A covering element support arrangement as claimed in claim 6 or claim 7, wherein the engagement means is a planar engagement means and wherein the engagement means is shaped to extend between a slot in a first covering element to a slot in an adjacent second covering element.
A covering element support arrangement as claimed in claim 6 when dependent on claim 5, wherein the bracket comprises a pillar for connecting the base to the engagement means.
A covering element support arrangement as claimed in claim 10, wherein the bracket comprises a single pillar for connecting the base to the engagement means.
A covering element support arrangement as claimed in claim 9 or claim 10, wherein the engagement means of the bracket comprises a free end for engaging a slot in a first covering element, and at least one prong for engaging a slot in a second covering element, the first covering element and second covering element being neighbouring covering elements, and wherein the free end is integrally connected to the or each prong.
A covering element support arrangement as claimed in claim 11, wherein the base extends from the pillar in a first direction and wherein the free end extends from the pillar in a second direction and wherein the or each prong extends from the free end in the first direction.
A covering element support arrangement as claimed in any preceding claim, wherein the attachment means comprises at least one end clip for attaching one end of a peripheral covering element to the covering element support arrangement.

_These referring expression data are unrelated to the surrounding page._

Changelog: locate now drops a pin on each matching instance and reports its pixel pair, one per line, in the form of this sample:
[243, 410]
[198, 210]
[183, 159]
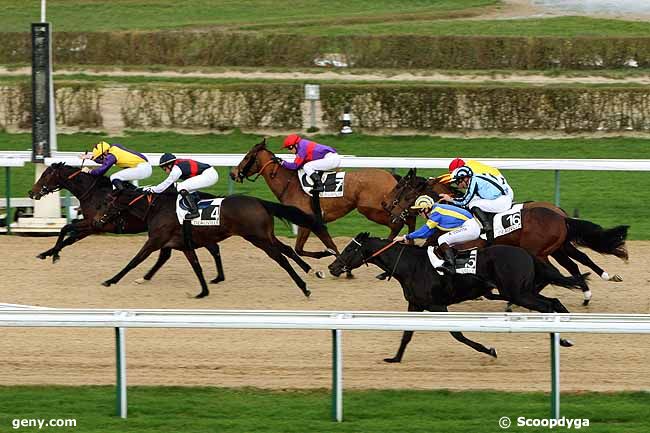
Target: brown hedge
[401, 52]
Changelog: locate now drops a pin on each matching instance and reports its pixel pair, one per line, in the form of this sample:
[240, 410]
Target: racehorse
[546, 229]
[364, 190]
[91, 191]
[248, 217]
[515, 273]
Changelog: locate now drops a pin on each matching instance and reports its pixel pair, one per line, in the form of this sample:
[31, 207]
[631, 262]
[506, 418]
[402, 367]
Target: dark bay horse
[248, 217]
[92, 191]
[547, 230]
[515, 273]
[364, 190]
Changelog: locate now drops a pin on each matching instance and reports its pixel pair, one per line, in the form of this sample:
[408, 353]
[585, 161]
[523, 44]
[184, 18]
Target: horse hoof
[566, 343]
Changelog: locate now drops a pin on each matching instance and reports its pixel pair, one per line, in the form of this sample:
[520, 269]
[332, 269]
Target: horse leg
[406, 338]
[584, 259]
[289, 252]
[216, 255]
[146, 250]
[198, 271]
[303, 235]
[563, 259]
[165, 254]
[274, 252]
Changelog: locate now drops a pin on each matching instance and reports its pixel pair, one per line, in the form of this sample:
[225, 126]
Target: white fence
[336, 321]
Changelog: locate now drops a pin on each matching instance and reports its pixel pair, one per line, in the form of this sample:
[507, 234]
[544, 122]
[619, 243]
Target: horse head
[253, 163]
[51, 180]
[353, 256]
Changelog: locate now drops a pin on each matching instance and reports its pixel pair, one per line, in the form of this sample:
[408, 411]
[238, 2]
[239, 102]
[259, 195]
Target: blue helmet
[461, 172]
[167, 158]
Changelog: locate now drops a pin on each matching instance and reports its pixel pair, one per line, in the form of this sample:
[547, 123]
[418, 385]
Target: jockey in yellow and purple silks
[311, 157]
[459, 224]
[135, 165]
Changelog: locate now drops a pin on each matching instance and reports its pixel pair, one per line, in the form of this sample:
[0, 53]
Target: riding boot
[486, 221]
[194, 209]
[318, 184]
[118, 184]
[449, 254]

A covering element support arrangement as claimed in any preceding claim, wherein the covering element support arrangement comprises a backing means located at the back of the carrier means, and wherein the backing means is formed at least partially from cementitious and/or composite material.
A covering element support arrangement as claimed in any preceding claim, wherein the covering element support arrangement comprises a connection means for connecting the covering element support arrangement to a building or building component.